EAT accumulates on the surface of the heart and originates from brown adipose tissue together with visceral adipose tissues such as the greater omentum and mesentery.20 About 80% of the surface of an adult heart is covered by EAT, mostly covering the right ventricle.21 As an independent risk factor for CHD, the increase in EAT thickness can reflect severity.22 Given the fact that the echo of EAT notably differs from those of surrounding tissues during ultrasound examination, it is easy to accurately measure EAT thickness through echocardiography.23 Moreover, due to non-invasiveness, simple operation and no economic burden to patients, echocardiography for EAT examination is well-accepted by patients. In the present study, EAT thickness was significantly higher in the three-vessel disease group compared with double-vessel disease group, single-vessel disease group, and control group in turn. The common carotid artery, a crucial blood vessel that supplies blood to the head and neck, is superficial and convenient for detection, so it has always been considered as a “window” to reflect the degree of arteriosclerosis. ET is a non-invasive ultrasound technique to examine vascular function, which can accurately measure common carotid artery elasticity indices including β, Ep, PWV-β, AC, and AI as well as IMT.24 Ren et al reported that common carotid artery elasticity and IMT were closely associated with CHD.10 In this study, with increasing number of diseased branches, β, Ep, PWV-β, and IMT significantly increased, and AC decreased. No significant difference was found in AI.

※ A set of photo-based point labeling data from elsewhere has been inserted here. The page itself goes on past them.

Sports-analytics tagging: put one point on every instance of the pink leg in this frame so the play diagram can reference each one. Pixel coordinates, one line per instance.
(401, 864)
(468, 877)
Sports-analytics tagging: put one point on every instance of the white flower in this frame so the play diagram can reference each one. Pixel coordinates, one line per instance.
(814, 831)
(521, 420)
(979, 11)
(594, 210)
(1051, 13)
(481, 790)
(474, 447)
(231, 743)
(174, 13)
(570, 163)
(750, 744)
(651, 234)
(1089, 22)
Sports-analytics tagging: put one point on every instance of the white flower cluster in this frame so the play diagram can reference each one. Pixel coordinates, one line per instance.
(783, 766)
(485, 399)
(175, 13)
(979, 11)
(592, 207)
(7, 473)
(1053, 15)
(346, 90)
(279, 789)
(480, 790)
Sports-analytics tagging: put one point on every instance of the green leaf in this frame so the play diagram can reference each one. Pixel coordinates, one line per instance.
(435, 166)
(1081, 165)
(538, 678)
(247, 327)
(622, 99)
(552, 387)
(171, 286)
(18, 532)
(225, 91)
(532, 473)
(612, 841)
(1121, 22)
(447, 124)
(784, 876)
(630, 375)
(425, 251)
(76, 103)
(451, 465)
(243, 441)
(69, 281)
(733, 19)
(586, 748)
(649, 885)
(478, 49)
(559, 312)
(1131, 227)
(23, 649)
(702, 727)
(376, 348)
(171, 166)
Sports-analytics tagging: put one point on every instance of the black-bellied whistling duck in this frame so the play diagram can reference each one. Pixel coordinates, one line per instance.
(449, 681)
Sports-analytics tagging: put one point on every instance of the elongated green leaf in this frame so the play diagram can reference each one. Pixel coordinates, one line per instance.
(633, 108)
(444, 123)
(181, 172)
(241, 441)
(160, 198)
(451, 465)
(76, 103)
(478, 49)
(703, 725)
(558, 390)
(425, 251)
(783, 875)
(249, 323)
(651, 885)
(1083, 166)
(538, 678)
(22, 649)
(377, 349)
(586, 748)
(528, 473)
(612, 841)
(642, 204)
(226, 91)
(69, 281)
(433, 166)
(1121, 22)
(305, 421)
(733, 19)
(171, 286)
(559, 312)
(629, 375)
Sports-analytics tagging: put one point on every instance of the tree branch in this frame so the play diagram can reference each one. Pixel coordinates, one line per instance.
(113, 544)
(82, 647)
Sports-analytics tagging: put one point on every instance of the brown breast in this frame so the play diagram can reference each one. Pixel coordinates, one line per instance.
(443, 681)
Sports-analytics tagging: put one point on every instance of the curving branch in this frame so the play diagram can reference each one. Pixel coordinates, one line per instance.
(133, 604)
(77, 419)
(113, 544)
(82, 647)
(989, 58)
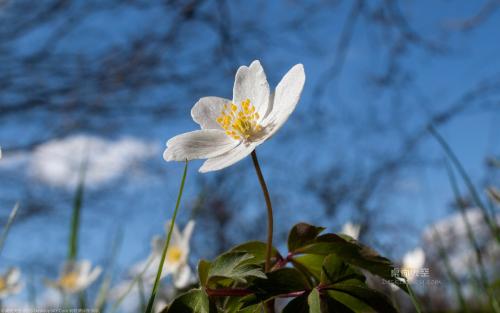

EAT thickness, right common carotid artery elasticity, and IMT are all measured by ultrasound, so the procedure is non-invasive and simple. Since the three indices are closely related to CHD, they can work as predictors for early CHD and reflect the severity and therapeutic effect.10 EAT thickness has significant correlations with right common carotid artery elasticity and IMT.25 In the present study, EAT thickness had significant positive correlations with β, Ep, PWV-β and IMT, negative correlation with AC, and no significant correlation with AI. With high predictive values for CHD, EAT thickness and IMT are crucial for diagnosing and evaluating the therapeutic effects of CHD.5 Herein, the optimal cut-off values of EAT thickness and IMT for predicting CHD were 4.28 and 0.73, respectively, and the areas under the curves were 0.806 and 0.784, respectively, suggesting their high predictive values.

Conclusion

In conclusion, given the high correlations of EAT thickness with right common carotid artery elasticity and IMT in middle-aged and elderly patients with CHD and the high predictive values of EAT thickness and IMT for CHD, the three indices are of significance in CHD diagnosis.